In digital systems, before the entire world's systems can be synchronized on the same truly global clock, inevitably it would be necessary to communicate outside a particular clock domain. With continued increase of VLSI integration, the physical size of clock domains have become smaller, not larger, and the overall number of clock domains has also increased. For instance, whereas it used to be that everything on the motherboard of a desktop computer ran off a single global clock, now within a single chip there tends to be multiple clock domains as a single chip packs more computation power than multiple classical computers.

Crossing clock domain boundaries with data can be implemented in many ways. It can be done fully synchronously, through the temporary synchronization between two clock domains for the duration of data transfer. This can be found in many globally asynchronous locally synchronous (GALS) solutions where stretchable and/or pausi-

ble clocks are used [1]. It can also be done with a certain degree of asynchrony between the communicating processes, for instance through the use of data buffers. This can be found in the majority of network communications including networks on chip (NoC) solutions [2].

One of the ultimate examples of asynchronous data communication is the so-called fully asynchronous communication where there is no synchronization either actively administered (e.g. the use of GALS-style synchronization) or implied (e.g. through the buffer full or empty states, or the mutual exclusion/critical section protection of data), which ideally allows the processes to possess full temporal independence not affected by the act of communication. Lamport's atomic register followed by Simpson's multi-slot ACMs attempt to solve this problem [3, 4].

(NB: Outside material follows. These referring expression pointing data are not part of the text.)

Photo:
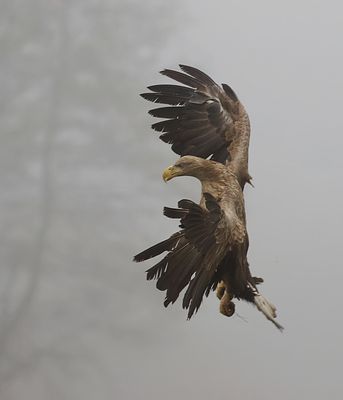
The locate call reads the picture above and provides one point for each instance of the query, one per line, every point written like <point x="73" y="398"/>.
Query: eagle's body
<point x="210" y="250"/>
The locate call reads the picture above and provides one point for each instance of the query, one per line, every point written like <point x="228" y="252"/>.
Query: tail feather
<point x="266" y="307"/>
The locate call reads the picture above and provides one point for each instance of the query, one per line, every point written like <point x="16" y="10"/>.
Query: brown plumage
<point x="211" y="248"/>
<point x="203" y="120"/>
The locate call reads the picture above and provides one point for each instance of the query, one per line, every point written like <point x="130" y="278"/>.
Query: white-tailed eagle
<point x="209" y="128"/>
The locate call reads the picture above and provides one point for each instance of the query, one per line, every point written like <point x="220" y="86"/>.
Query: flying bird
<point x="209" y="128"/>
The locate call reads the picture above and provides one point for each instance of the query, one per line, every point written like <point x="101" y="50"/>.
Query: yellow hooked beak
<point x="169" y="173"/>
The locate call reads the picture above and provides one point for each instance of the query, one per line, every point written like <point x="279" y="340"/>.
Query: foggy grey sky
<point x="81" y="193"/>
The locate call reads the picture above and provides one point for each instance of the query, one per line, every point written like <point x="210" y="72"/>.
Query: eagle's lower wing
<point x="193" y="253"/>
<point x="204" y="119"/>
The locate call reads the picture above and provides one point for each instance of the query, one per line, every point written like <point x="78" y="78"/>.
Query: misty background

From this wide spectrum of problem statements and solutions, it is clear that there exist two fundamental desirable properties. These are:

- Asynchrony: Minimal obliged waiting for either the reader or the writer processes. Fully asynchronous communication aims for zero waiting on either side.
- Data transfer: Maximal quality for the data eventually read. This is usually described by a number of metric parameters, such as data coherence, data freshness, data sequencing, etc. and is different for different application scenarios. An intuitive understanding of data coherence, for instance, is that the writer, or anything else, should not be allowed to corrupt half-read data.

And the large number of existing solutions arrive at various trade-off points between these two qualities [8].

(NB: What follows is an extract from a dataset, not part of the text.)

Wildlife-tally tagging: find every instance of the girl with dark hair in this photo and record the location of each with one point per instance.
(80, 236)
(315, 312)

A substantial amount of research exists in this field, with a large number of attempts at provide qualitative modelling so that a solution may be tested for whether it violates data coherence, process asynchrony or any other metric and if so under what circumstances [8].

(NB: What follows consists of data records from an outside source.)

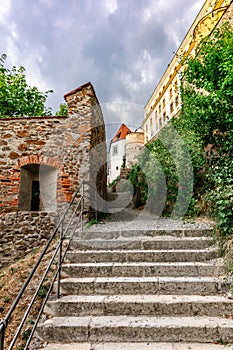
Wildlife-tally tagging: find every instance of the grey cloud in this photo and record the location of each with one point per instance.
(70, 42)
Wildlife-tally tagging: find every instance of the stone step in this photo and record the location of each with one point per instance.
(142, 255)
(136, 305)
(144, 269)
(143, 285)
(100, 232)
(139, 346)
(136, 329)
(144, 243)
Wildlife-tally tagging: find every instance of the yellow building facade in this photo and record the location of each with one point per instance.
(165, 101)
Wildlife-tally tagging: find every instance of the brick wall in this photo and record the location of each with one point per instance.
(57, 152)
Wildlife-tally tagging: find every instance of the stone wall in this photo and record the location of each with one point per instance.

However there has been a total absence of any quantitative modelling method with which different solutions may be more precisely placed relative to each other in a quantitative map of trade-off.

### 1.1 Contributions and organization

This work is the first attempt at achieving quantitative models of asynchronous data communication. The language chosen is SANs, which provides opportunities of properly representing such phenomena as metastability quantitatively according to well accepted models [9]. Given that many solutions remove the problems caused by inter-process asynchrony away from potentially large data to usually small control variables, this work concentrate on modelling Boolean and ternary variables and their usual implementation using hardware latches.

The rest of the paper is organized as follows: Section 2 introduces the concept of the asynchronous variable, and describes quantitative models for the two essential properties for Boolean asynchronous variables. Section 3 describes more complex asynchronous variables, their implementation and modelling. Section 4 describes case

studies where the models of asynchronous control variables are used to derive behaviors of larger systems in which they are used. Section 5 concludes the paper.

# 2 The Boolean asynchronous variable

Fig. 1 shows the basic concept of two asynchronous processes intercommunicating with one (writer) providing the data and the other (reader) making use of it. This is both a general description of all such data communications and a specific description of the passing of control variables. The difference is in what the data is and how it is meant to be used.



Fig. 1 Unidirectional inter-process data communication.

In a control variable situation, it may happen that the writer of the overall data communication may be the reader of a specific control variable, which is written by the reader process in the overall communication. In other words, although a specific instance of asynchronous data communication is usually defined as unidirectional, i.e. data passing from the writer to the reader, to support this communication some of the control variables may go the other way, to allow the reader to inform the writer of its current state, for instance. In the rest of the paper, unless otherwise stated, 'reader' and 'writer' pertain to the variable being discussed, which in most cases are binary and ternary control variables and not the main data.

It is clear from Fig. 1 that we assume each individual control variable to be unidirectional and cannot be written to by both sides. This simplifies the problem without limiting the solution space, as demonstrated by numerous existing work.

The smallest control variable is the smallest digital variable, i.e. a single binary bit. This is the subject of this section.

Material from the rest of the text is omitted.